"Do you indeed believe so?" Freyja asked haughtily. "Do you see this gentleman? If not, I suggest you close the door quietly as you leave and allow me and the other guests in this establishment to resume our slumbers."
"If it is all the same to you, ma'am," the gentleman said, eyeing first the closed window and then the bed and then the wardrobe, "I would like to search the room. For your own protection, ma'am. He is a desperate rogue and not at all safe with ladies."
"Search my room?" Freyja inhaled slowly and regarded him along the length of her prominent, slightly hooked Bedwyn nose with such chilly hauteur that he finally looked at her-and saw her for the first time, she believed. "Search my room?" She turned her eyes on the silent innkeeper, who shrank behind the screen of his candle. "Is this the hospitality of the house of which you boasted with such bombastic eloquence upon my arrival here, my man? My brother, the Duke of Bewcastle, will hear about this. He will be interested indeed to learn that you have allowed another guest-if this gentleman is a guest-to bang on the door of his sister's room in the middle of the night and burst in upon her without waiting for a reply merely because he believes that another gentleman dashed in here. And that you have stood by without a word of protest while he makes the impudent, preposterous suggestion that he be allowed to search the room."

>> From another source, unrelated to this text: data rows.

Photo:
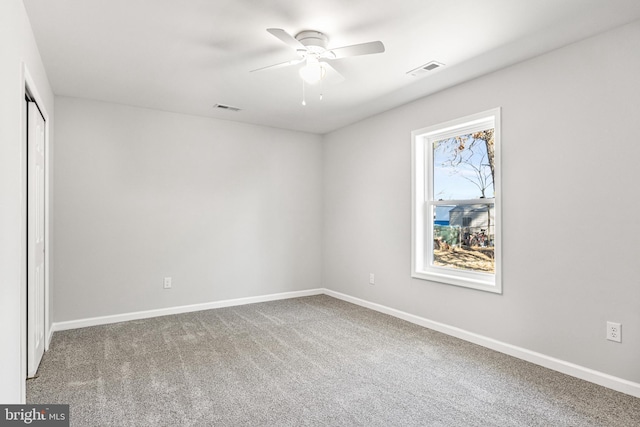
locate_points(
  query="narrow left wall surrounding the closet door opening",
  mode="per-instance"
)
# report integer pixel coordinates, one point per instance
(17, 49)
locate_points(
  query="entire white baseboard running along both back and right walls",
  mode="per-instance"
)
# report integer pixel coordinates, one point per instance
(600, 378)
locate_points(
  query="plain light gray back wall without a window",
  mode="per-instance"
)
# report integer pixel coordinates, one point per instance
(228, 210)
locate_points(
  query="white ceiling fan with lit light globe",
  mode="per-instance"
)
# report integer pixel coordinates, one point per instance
(311, 47)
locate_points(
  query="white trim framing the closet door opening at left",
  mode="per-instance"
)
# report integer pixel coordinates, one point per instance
(27, 83)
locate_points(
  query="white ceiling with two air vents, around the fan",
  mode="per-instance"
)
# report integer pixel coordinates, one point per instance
(187, 55)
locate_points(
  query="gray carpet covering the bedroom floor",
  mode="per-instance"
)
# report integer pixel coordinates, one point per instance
(306, 361)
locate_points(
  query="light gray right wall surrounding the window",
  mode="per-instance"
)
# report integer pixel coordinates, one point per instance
(570, 124)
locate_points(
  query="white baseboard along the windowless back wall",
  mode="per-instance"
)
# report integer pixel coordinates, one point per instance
(104, 320)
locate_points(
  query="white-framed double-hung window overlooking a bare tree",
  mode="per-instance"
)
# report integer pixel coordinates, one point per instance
(456, 205)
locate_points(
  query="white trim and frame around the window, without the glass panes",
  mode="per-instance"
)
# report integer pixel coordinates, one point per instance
(421, 188)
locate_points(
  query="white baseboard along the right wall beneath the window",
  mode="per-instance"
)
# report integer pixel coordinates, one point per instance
(600, 378)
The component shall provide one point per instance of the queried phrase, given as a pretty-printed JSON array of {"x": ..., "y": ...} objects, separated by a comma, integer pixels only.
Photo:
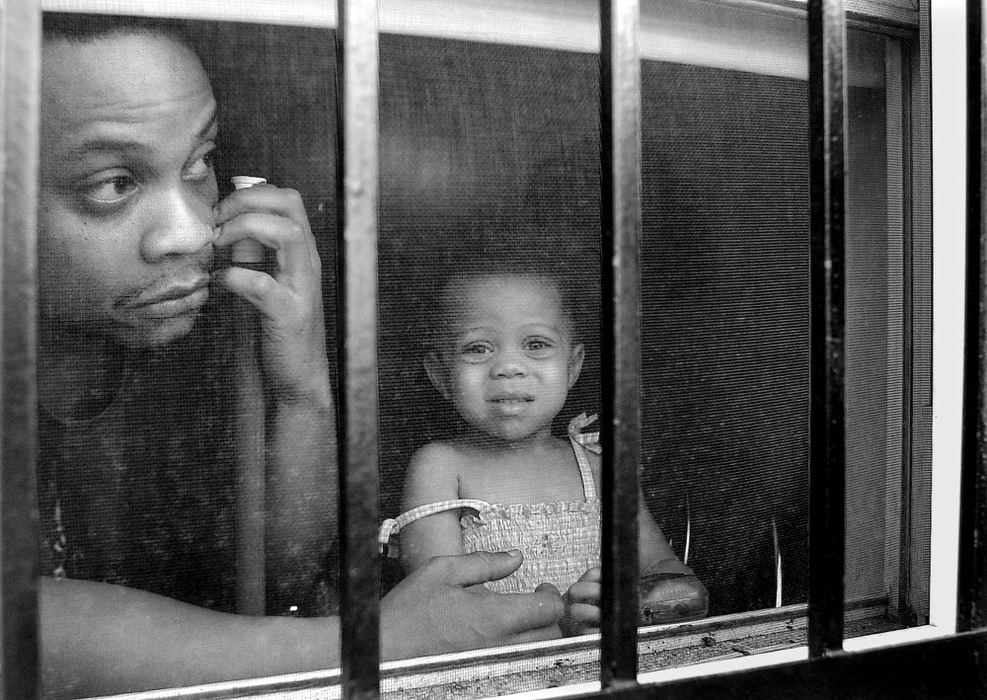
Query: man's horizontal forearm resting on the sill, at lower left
[{"x": 98, "y": 639}]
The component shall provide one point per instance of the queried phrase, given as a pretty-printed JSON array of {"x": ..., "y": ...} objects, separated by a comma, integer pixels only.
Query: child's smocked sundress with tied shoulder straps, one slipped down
[{"x": 559, "y": 540}]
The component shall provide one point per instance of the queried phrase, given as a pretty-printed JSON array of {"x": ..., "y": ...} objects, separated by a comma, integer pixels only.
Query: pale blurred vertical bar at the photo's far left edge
[{"x": 20, "y": 81}]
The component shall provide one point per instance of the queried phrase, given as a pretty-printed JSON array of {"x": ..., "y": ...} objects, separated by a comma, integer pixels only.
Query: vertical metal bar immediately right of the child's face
[{"x": 620, "y": 141}]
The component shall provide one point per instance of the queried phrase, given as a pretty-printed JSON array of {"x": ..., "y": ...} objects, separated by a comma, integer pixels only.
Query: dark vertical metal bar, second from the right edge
[{"x": 827, "y": 438}]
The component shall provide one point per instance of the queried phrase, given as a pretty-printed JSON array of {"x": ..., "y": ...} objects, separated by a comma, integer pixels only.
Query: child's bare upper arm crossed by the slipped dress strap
[{"x": 433, "y": 476}]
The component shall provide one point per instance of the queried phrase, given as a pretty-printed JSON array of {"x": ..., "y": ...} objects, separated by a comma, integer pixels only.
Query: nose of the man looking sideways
[{"x": 181, "y": 223}]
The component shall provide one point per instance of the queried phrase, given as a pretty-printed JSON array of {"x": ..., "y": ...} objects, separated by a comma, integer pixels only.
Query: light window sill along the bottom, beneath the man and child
[{"x": 567, "y": 667}]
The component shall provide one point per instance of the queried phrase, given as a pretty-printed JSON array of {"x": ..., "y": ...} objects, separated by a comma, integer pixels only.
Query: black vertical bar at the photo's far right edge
[{"x": 972, "y": 589}]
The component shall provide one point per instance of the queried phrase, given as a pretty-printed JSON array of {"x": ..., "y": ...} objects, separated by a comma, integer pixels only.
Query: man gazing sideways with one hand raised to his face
[{"x": 130, "y": 222}]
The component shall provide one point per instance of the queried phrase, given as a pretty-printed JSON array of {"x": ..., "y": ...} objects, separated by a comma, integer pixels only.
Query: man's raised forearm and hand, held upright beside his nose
[{"x": 301, "y": 441}]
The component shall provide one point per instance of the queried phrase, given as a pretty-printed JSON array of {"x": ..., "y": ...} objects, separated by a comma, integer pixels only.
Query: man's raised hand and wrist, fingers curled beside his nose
[{"x": 289, "y": 299}]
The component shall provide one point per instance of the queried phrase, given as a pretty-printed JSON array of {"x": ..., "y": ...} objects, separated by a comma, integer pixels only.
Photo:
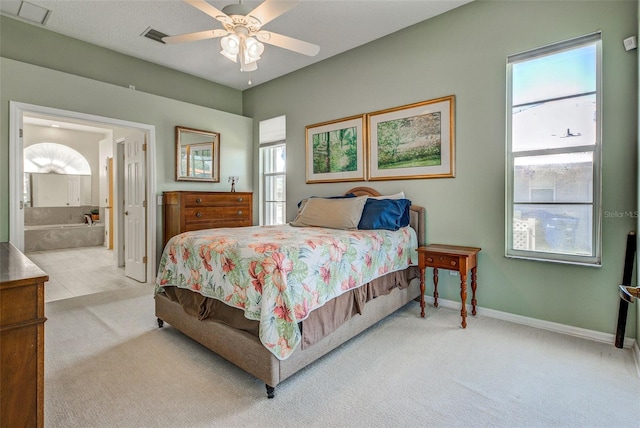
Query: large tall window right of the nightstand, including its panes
[{"x": 553, "y": 152}]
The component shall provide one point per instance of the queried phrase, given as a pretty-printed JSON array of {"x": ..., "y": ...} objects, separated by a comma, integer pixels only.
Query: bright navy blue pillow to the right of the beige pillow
[{"x": 389, "y": 214}]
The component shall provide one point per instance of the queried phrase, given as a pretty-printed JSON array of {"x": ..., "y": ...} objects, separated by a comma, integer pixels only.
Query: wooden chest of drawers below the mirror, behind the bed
[{"x": 185, "y": 211}]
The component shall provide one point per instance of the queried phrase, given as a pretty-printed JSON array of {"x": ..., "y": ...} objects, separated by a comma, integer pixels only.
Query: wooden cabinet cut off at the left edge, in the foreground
[{"x": 21, "y": 339}]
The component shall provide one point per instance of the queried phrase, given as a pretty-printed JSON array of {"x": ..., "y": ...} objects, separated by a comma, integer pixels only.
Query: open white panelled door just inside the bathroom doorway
[{"x": 135, "y": 250}]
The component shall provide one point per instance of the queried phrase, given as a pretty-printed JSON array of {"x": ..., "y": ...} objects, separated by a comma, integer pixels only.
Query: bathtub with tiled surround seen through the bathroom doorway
[{"x": 43, "y": 237}]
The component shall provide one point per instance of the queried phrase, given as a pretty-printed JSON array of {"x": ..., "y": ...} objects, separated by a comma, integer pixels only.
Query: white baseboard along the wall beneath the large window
[{"x": 545, "y": 325}]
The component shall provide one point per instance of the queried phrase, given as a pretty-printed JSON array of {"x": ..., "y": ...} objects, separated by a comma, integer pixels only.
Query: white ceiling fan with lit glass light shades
[{"x": 242, "y": 36}]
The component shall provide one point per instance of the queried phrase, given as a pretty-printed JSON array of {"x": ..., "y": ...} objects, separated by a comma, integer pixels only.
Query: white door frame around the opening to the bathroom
[{"x": 16, "y": 172}]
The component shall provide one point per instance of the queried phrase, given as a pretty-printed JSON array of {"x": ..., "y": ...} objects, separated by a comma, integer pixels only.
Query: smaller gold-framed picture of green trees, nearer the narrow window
[{"x": 335, "y": 150}]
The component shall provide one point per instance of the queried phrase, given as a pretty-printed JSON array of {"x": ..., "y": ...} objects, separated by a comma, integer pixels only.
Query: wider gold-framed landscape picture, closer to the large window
[{"x": 412, "y": 141}]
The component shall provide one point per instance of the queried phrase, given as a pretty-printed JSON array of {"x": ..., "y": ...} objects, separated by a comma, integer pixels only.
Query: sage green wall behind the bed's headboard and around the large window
[{"x": 463, "y": 53}]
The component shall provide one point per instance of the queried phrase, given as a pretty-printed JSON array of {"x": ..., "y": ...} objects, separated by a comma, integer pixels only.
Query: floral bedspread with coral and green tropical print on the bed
[{"x": 278, "y": 274}]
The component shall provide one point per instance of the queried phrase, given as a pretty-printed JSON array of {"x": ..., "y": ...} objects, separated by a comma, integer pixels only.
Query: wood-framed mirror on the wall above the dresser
[{"x": 197, "y": 155}]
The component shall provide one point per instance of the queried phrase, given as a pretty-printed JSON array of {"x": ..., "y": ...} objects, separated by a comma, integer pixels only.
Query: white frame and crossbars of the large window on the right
[{"x": 595, "y": 258}]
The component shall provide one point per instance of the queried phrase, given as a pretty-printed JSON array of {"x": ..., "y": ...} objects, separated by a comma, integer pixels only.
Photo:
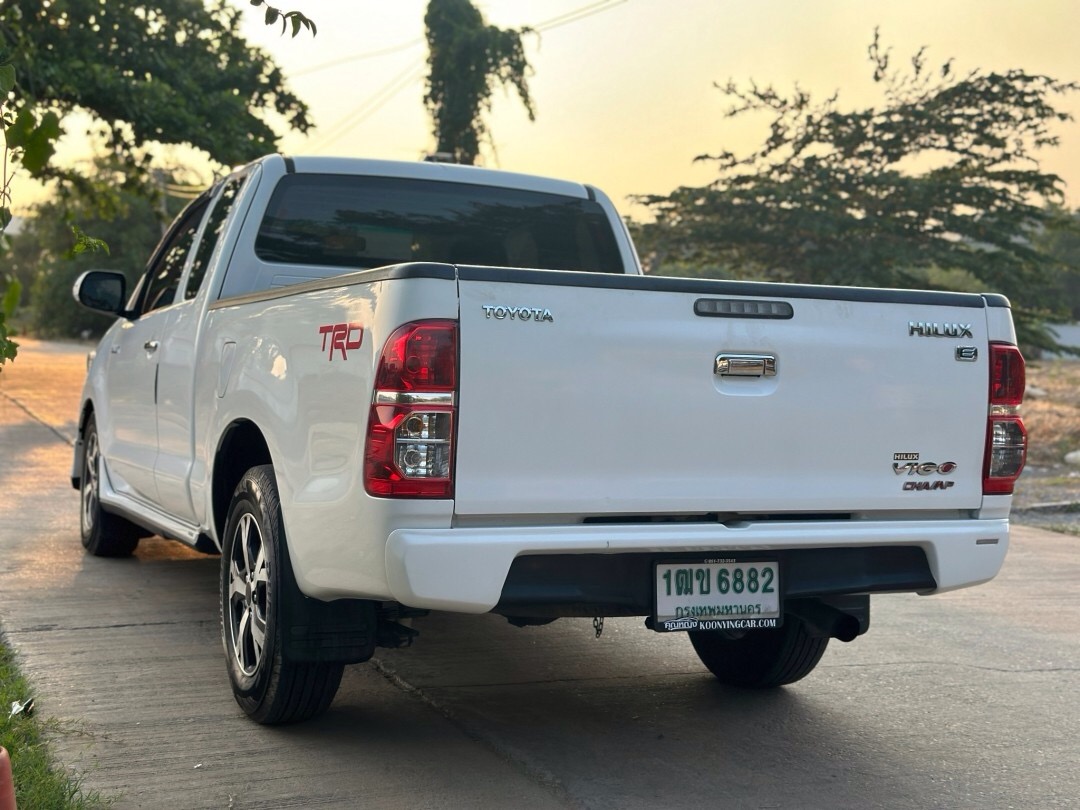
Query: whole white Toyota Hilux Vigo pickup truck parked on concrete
[{"x": 383, "y": 389}]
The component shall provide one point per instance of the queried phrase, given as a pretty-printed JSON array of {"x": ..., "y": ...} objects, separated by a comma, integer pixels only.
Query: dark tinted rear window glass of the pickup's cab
[{"x": 360, "y": 223}]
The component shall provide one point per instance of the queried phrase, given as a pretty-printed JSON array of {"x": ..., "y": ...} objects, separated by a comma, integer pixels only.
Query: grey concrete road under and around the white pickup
[{"x": 966, "y": 700}]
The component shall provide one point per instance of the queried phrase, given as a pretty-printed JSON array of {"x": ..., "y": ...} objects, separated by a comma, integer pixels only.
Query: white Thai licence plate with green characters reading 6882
[{"x": 718, "y": 595}]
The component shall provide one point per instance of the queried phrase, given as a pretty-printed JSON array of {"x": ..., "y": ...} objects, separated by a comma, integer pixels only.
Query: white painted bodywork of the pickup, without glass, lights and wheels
[{"x": 611, "y": 409}]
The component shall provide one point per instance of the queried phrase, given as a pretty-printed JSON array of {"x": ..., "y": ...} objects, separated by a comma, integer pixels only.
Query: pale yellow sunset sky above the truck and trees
[{"x": 625, "y": 91}]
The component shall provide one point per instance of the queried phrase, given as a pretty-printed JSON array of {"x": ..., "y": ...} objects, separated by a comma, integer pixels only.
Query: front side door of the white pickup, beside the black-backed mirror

"You were obviously mistaken, sir," the landlord said, half hiding beyond the door frame though his candle was still held out far enough to shine into the room. "He must have escaped another way or hidden somewhere else. I beg your pardon, ma'am-my lady, that is. I allowed it because I was afraid for your safety, my lady, and thought the duke would want me to protect you at all costs from desperate rogues."
"Out!" Freyja said once more, her arm outstretched imperiously toward the doorway and three men standing there. "Get out!"